On the Buoyancy-driven Detachment of a Wall-bound Pendant Drop: Results of Phase-field Simulations.

We investigate numerically the critical conditions for detachment of an isolated, wall-bound pendant emulsion droplet acted upon by surface tension and wall-normal buoyancy forces alone. To that end, we present a simple extension of a diffuse interface model for partially miscible binary mixtures that was previously employed for simulating several two-phase flow phenomena far and near the critical point ["Phase-Field Approach to Multiphase Flow Modeling," Milan J. Math. 79, 597 (2011)] to allow for static contact angles other than 90°. Initially, we show that a formulation of the Cahn boundary condition based on a linear interpolation of surface tensions between the wall and each phase at equilibrium can be readily implemented in our numerical procedures by introducing a contact line indicator function and changes to our numerical algorithm that include an iterative method of enforcing inhomogeneous boundary conditions within a semi-implicit temporal scheme for the Cahn-Hilliard equation. Subsequently, the classical formulation of the Cahn boundary condition as first proposed by Jacqmin ["Contact-line dynamics of a diffuse fluid interface," J. Fluid Mech. 402, 57 (2000)], which accommodates a cubic (Hermite) interpolation of surface tensions between the wall and each phase at equilibrium, has also been incorporated into our numerical code. We show that the resulting phase-field models can be successfully employed for simulating three-phase contact line problems in stable emulsions with nearly immiscible components. We also show the first numerical determination of critical Bond numbers as a function of static contact angle by phase-field simulation. In addition, results of 3D simulations are compared to critical Bond numbers from a static stability analysis based on a numerical integration of the Young-Laplace equation.

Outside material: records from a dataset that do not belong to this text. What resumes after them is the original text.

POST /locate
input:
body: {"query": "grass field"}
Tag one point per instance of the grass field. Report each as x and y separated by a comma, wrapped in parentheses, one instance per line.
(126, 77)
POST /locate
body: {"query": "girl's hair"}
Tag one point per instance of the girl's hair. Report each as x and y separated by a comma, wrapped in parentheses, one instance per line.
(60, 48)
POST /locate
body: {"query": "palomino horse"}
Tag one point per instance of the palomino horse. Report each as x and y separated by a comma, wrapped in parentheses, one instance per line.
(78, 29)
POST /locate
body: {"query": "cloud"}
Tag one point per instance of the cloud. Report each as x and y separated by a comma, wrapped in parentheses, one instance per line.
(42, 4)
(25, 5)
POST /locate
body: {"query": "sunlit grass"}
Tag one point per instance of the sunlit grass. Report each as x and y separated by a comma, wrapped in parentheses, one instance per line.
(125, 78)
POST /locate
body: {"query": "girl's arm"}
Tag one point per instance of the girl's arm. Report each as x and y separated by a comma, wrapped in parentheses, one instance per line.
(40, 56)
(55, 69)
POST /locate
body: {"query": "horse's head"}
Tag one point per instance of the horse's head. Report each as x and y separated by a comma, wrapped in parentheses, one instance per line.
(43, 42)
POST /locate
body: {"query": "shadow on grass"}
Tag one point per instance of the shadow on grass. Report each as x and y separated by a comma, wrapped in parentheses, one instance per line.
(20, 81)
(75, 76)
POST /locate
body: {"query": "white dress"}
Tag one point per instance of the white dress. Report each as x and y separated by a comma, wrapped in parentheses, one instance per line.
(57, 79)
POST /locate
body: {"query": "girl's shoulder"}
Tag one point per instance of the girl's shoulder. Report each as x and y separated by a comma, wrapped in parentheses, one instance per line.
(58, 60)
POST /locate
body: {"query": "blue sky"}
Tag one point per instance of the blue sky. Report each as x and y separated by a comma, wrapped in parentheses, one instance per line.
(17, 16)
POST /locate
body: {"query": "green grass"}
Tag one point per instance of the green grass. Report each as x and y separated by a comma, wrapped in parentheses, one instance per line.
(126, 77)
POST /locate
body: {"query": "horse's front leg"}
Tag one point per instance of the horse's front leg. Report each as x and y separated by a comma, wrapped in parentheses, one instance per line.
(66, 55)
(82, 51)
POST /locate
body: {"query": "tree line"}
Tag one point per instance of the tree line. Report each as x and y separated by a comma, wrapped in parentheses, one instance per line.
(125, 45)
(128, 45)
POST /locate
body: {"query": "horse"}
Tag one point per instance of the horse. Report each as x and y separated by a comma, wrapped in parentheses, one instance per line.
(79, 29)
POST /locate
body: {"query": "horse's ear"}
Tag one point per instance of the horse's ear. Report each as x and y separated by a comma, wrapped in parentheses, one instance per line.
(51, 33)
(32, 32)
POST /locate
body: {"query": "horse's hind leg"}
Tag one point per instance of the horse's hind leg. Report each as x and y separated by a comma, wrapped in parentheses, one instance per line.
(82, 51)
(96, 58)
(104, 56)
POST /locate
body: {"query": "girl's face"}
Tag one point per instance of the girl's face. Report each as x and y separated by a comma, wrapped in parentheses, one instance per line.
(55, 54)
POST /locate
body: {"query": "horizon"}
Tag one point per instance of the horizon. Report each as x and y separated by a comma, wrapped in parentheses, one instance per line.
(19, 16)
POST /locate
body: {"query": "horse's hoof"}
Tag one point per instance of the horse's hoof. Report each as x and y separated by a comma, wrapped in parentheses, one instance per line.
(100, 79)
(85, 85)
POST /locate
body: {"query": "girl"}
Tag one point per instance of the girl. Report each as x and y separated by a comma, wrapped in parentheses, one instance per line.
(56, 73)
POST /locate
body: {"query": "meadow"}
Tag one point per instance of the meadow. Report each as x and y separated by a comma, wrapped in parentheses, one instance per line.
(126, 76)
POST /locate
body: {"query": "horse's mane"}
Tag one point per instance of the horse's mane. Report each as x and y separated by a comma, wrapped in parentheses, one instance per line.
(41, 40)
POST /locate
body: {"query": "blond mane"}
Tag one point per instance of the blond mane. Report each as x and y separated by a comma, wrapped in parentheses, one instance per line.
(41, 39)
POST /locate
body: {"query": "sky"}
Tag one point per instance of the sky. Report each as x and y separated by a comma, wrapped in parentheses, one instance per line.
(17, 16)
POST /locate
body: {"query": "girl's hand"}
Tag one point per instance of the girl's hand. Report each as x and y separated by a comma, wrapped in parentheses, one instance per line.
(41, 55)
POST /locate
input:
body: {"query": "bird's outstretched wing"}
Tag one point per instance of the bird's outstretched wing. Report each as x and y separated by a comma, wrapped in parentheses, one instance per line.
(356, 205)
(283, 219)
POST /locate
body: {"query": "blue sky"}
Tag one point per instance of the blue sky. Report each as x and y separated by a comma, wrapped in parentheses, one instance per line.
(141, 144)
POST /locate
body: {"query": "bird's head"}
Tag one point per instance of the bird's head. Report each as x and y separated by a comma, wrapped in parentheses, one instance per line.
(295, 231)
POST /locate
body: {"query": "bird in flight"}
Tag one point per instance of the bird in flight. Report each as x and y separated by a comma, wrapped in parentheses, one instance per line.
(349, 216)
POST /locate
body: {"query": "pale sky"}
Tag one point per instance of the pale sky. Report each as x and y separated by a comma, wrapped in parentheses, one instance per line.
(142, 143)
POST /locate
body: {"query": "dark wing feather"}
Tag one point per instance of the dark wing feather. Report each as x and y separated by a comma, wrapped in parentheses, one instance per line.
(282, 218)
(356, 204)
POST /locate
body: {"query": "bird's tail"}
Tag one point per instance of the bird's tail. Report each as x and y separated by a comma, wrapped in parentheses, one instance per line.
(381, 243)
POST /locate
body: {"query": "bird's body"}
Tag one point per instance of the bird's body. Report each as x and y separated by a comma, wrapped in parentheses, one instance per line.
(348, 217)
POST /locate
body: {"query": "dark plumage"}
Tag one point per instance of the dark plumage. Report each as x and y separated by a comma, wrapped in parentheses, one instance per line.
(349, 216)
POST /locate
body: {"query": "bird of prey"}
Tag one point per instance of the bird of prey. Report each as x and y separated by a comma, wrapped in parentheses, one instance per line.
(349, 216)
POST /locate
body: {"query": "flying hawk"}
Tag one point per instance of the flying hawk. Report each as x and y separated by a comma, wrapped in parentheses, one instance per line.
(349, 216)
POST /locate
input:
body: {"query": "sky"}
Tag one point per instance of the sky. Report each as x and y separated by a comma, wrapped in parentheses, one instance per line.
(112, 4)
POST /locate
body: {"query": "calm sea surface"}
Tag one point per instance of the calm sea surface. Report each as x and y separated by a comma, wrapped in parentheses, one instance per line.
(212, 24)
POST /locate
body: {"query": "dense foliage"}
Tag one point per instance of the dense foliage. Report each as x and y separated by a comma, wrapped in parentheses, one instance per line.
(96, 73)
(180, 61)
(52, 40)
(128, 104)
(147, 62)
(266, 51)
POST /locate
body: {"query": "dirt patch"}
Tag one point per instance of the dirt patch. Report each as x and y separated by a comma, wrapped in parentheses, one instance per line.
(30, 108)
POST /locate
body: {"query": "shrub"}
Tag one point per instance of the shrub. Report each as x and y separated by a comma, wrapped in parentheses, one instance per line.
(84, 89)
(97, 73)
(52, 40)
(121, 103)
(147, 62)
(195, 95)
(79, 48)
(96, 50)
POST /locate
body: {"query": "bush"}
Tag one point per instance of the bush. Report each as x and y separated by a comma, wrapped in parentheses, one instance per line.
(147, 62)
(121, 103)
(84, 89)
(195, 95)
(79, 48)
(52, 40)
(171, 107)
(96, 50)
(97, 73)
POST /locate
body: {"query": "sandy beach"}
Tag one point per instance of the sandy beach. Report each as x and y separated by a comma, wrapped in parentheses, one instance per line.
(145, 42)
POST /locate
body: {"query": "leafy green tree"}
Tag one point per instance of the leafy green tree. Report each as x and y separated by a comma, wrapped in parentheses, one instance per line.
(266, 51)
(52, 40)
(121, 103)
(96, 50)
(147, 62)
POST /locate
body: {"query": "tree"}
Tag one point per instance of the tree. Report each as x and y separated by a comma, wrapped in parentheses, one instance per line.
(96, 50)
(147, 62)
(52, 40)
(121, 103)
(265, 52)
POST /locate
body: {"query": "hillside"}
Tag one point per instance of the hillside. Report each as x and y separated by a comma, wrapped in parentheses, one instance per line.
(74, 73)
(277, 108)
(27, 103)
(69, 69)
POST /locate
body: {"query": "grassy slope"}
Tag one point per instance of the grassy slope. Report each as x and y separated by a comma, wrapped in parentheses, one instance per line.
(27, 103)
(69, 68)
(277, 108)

We argue that the discrepancy between our numerically determined static contact angle dependence of the critical Bond number and its sharp-interface counterpart is mainly due to the inability of the sharp interface analysis to describe the necking regime of drop detachment, where a sharpening of concentration gradients in the necking region produces an effective increase in (dynamic) surface tension, ultimately leading to a reduced tendency to detachment or an increase in the critical Bond number.